Sind die Finnen auch materiell mit weniger zufrieden als wir?

Ohlin: Materielle Zufriedenheit wird relativ, also im Vergleich zu anderen bewertet.
Lohri: Und die Finnen verspüren weniger den Drang zu vergleichen. In Finnland sind Geld und andere materielle Dinge zwar nicht unwichtig, aber anderes geniesst höhere Priorität.

Die Natur wurde bereits als Faktor erwähnt. Wie stark ist deren Einfluss auf das Glücksbefinden der Finnen?

Lohri: Sie ist hier wohl der wichtigste Faktor. Der Finne verbringt praktisch jede freie Minute in einem der endlosen Wälder oder an einem Gewässer – und das in der Regel bei jedem Wetter. Die Natur Finnlands hilft einem, zu entschleunigen. Das merke ich jedes Mal, wenn ich dort in den Ferien bin und dann wesentlich entspannter in die Schweiz zurückkehre.

Im Widerspruch zum Glücksbefinden steht der Umstand, dass Finnland das Land mit der höchsten Selbstmordrate ist. Wie ist dies zu erklären?

Ohlin: Das war vor allem in den 1970ern und 1980ern so, seither sind die Zahlen stark gesunken und die Raten in den nordischen Ländern allgemein sind nur unwesentlich höher als die des europäischen Durchschnitts. Psychische Erkrankungen sind auch in Ländern mit hohem Wohlstand leider durchaus verbreitet. Abgesehen davon bedeutet eine niedrige Selbstmordrate im Umkehrschluss nicht automatisch, dass man allgemein glücklicher ist oder sein Leben als glücklicher empfindet.

Aber die langen, dunklen und kalten Winter sprechen jetzt nicht wirklich für ein «glückliches Land», wenn man bedenkt, dass sich die Mehrzahl der Menschen als Traumdestination eher eine tropische Insel wünschen.

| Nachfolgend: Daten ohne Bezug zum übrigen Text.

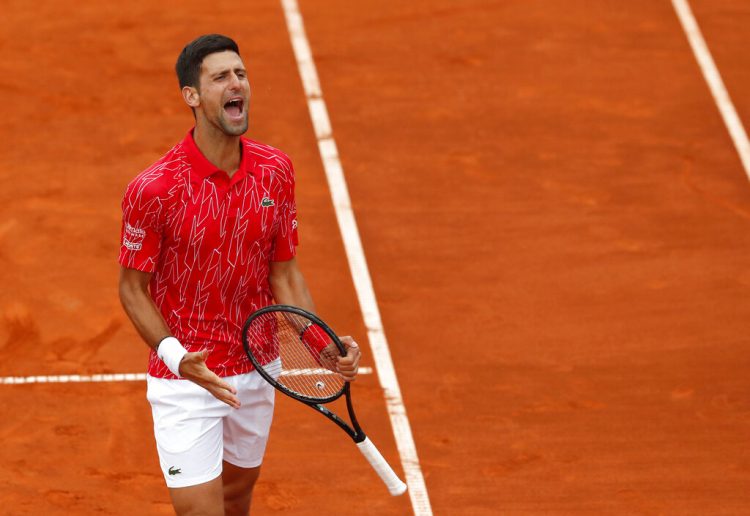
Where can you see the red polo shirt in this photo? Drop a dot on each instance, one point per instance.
(209, 241)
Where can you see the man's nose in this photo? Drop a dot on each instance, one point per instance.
(234, 82)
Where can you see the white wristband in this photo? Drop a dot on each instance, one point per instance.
(171, 352)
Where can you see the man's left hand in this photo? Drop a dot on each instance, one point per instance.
(348, 366)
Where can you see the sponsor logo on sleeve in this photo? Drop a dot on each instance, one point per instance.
(133, 238)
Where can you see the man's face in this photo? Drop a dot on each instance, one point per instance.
(224, 92)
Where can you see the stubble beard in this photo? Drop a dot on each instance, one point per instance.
(234, 130)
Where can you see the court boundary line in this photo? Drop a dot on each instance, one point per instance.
(97, 378)
(356, 259)
(715, 83)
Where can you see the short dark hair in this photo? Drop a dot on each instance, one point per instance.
(189, 62)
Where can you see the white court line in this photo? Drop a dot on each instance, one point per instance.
(715, 84)
(356, 257)
(131, 377)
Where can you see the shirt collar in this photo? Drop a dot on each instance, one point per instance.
(201, 168)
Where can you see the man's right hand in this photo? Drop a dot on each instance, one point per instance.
(193, 367)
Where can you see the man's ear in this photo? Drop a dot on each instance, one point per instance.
(191, 96)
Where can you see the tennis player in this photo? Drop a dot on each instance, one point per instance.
(209, 235)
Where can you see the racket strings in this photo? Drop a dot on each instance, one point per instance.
(282, 344)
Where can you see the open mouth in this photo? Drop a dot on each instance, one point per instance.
(234, 107)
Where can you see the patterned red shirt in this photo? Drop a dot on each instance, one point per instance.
(209, 241)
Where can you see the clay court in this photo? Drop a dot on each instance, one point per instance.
(554, 215)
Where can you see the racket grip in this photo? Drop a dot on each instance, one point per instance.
(381, 467)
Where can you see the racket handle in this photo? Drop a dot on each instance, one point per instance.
(381, 467)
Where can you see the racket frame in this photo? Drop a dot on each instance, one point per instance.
(354, 431)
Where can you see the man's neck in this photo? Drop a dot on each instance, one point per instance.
(219, 148)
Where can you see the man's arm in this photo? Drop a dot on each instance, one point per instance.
(289, 288)
(150, 325)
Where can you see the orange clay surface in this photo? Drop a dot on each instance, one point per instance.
(556, 222)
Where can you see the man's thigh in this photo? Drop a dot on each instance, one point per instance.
(238, 486)
(206, 499)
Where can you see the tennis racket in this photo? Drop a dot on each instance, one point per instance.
(296, 352)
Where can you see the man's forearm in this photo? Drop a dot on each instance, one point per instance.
(289, 287)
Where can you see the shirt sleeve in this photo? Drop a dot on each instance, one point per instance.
(286, 239)
(143, 213)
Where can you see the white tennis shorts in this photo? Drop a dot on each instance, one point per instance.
(194, 431)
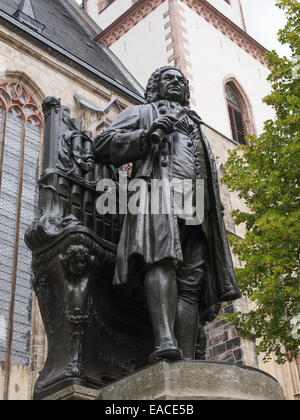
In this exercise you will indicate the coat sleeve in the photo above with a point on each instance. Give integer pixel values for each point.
(124, 141)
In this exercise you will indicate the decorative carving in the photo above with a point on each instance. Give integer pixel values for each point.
(77, 263)
(14, 97)
(50, 102)
(88, 324)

Lohri: Ich kenne Leute in meinem Umfeld, denen die Dunkelheit zu schaffen macht. Andererseits sorgen die Polarnächte mit ihren Nordlichtern für eine wahnsinnig schöne Stimmung.
Ohlin: Die Dunkelheit lässt einen in die Langsamkeit eintauchen und das kann auch helfen, einander wieder näherzukommen. Zudem sind es im hohen Norden Finnlands nur wenige Tage, an denen es wirklich die ganze Zeit dunkel ist.

Was müssen wir Schweizer tun, damit wir genauso glücklich werden wie die Finnen?

Ohlin: Die Natur mehr nutzen und nicht leben, um zu arbeiten, sondern arbeiten, um zu leben.
Lohri: Das Leben lockerer angehen und sich mehr Zeit nehmen für Dinge oder Personen, die einem wirklich etwas bedeuten und einen glücklich machen.

Persönlicher Glücksmoment

Zu unseren Geschäftspartnern gehören auch diverse Husky-Halter in Finnland, die Schlittenhunde-Ausflüge anbieten und wegen der Coronakrise enorm leiden. Um sicherzustellen, dass die Hunde auch weiterhin angemessen versorgt werden können, haben wir die Aktion «(K)ein Hundeleben für Huskys» lanciert. Unser Ziel war, mindestens 50 000 Franken zu sammeln. Das haben wir diese Woche geschafft und das ist mein persönlicher Glücksmoment.